As well as compression of the nerve these symptoms can also be caused by hyperextension of the wrist, for instance if you are riding in the drops for prolonged periods of time.
If you are experiencing any of these symptoms then there are several self-help things you can try at home – but if they do not resolve the problem then it’s best to visit a physiotherapist. If your wrist and hand pain occurs off the bike as well as on then it may be related to other factors such as desk or computer work.
Preventing wrist pain using bike fit
If you have any aches and pains when cycling, particularly if they only exist whilst you are on your bike, the first step is to look at your bike fit.
There are several reasons why you might be putting too much weight through your hands and wrists. A saddle that is too high will be throwing your weight forward, and handlebars that are too low may cause you to rest more weight through your wrist. A bike that is slightly too big, with a top tube that is too long, will leave you stretched out and can also strain your wrists.

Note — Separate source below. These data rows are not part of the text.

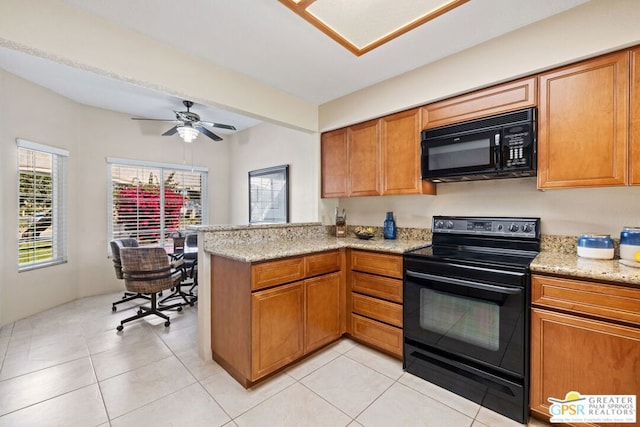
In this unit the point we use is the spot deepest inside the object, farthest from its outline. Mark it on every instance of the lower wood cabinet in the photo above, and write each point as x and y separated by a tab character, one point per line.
277	327
376	300
324	311
254	333
582	350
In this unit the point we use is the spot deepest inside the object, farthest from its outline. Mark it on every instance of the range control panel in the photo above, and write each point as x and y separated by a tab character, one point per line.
487	226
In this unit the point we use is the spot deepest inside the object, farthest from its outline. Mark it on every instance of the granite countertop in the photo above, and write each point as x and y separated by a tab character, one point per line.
571	265
269	250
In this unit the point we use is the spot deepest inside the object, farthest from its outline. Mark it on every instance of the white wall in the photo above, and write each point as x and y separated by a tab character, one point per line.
568	212
596	27
269	145
54	30
34	113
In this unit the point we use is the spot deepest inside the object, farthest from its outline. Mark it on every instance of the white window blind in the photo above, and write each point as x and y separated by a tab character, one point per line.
42	212
153	202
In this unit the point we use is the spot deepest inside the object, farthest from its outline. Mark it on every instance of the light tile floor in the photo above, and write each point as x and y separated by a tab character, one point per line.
69	367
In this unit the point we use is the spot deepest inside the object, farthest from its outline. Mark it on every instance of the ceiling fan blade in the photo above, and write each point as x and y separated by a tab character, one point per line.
219	125
171	131
208	133
157	120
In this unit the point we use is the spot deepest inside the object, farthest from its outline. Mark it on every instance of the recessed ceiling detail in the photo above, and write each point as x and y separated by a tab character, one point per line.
362	25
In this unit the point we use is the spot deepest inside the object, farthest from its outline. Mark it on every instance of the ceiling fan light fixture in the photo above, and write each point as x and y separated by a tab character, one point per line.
187	132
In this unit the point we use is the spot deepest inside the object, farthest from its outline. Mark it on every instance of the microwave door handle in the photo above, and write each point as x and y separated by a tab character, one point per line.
465	283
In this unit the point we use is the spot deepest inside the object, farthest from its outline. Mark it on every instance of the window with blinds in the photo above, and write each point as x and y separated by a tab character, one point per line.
154	203
42	238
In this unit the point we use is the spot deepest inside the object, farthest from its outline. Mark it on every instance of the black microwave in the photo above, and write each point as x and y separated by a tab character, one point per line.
501	146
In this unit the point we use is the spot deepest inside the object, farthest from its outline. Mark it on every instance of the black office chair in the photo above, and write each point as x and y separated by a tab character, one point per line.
116	246
189	260
147	270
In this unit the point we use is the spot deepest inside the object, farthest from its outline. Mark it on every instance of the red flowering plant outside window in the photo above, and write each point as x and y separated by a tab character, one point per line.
140	213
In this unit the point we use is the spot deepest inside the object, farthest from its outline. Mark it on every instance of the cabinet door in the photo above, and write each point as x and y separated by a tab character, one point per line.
364	159
400	144
569	353
583	123
335	166
323	311
482	103
634	134
277	323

You should not be leaning any weight through your hands and wrists; check this by riding on flat roads and shallow climbs with your hands only lightly resting on the bars. If you feel you are falling forward, then your position definitely needs checking.
Handlebar height and reach: how to get it right
If your bike is well fitted but you are still having pain, take a look at how you are holding the bars. Consciously relax your hands, soften your elbows and drop your shoulders, and try to avoid gripping the bars too tightly. Your wrists should be relaxed and not overly flexed or extended.

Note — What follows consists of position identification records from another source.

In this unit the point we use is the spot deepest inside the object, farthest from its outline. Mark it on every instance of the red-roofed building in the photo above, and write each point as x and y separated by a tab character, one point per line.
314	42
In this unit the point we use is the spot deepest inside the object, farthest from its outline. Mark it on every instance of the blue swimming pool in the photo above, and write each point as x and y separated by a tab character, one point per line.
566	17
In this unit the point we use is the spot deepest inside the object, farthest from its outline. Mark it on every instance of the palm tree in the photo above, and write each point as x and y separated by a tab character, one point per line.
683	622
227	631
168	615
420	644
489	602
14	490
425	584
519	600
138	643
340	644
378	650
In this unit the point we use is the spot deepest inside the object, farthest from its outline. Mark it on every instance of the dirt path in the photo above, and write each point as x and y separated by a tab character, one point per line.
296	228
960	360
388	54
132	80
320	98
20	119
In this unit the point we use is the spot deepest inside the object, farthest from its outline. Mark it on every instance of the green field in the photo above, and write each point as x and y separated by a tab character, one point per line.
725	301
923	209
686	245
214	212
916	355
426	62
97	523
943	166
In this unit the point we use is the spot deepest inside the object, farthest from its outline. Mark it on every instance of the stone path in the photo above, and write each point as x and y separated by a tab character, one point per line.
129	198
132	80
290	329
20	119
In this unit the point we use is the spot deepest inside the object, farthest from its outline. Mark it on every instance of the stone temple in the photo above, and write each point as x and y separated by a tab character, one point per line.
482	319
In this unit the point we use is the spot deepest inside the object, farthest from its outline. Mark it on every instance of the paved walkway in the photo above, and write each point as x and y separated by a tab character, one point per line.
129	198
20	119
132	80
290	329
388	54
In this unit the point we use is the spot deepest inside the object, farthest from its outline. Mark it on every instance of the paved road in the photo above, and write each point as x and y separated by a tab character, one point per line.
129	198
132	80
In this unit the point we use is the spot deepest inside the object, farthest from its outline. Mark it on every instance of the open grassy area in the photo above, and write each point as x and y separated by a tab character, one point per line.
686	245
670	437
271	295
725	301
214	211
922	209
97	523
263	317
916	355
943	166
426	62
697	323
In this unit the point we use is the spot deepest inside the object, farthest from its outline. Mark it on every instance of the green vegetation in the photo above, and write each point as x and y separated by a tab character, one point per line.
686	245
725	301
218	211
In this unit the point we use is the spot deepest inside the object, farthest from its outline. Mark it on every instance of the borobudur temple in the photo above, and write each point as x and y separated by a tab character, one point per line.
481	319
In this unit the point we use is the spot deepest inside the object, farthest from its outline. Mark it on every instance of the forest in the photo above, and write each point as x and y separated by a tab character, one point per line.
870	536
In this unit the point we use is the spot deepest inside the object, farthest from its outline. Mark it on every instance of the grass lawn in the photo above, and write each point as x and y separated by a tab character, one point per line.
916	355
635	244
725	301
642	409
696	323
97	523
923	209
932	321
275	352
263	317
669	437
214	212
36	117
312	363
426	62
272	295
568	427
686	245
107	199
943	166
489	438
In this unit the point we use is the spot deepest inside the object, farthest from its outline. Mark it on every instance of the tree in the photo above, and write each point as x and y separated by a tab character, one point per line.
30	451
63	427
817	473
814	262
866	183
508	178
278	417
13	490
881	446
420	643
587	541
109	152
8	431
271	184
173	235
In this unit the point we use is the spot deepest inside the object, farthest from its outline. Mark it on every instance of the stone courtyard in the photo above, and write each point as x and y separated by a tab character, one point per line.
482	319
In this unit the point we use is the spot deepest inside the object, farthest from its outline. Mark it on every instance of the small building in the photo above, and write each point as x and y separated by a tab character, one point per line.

Change your hand position frequently during a ride using the tops of the bars, the hoods and the drops, as each of these aligns your wrist slightly differently. Anatomic bars offer a wide variety of hand positions; some people enjoy the flat tops of wing-shaped aero bars, but others with small hands may prefer the more traditional narrow bar. It is worth experimenting to see what suits you.
If you have small hands, make sure your levers are angled so that you can cover them without strain; it may be necessary to use a shim or insert to bring the ends of the levers closer to the bar. This will also give you more control on descents.
How gloves and bar tape can reduce wrist pain
Gloves are part of your protective kit and should always be worn to prevent gravel rash to your palms in the event of a fall, but padded gloves can also help to alleviate wrist pain. Padding around the base of the thumb can help take pressure off your ulnar never and prevent soreness.
Padded bar tape with gel or foam inserts underneath can give added protection from road vibration, another contributing factor in hand pain.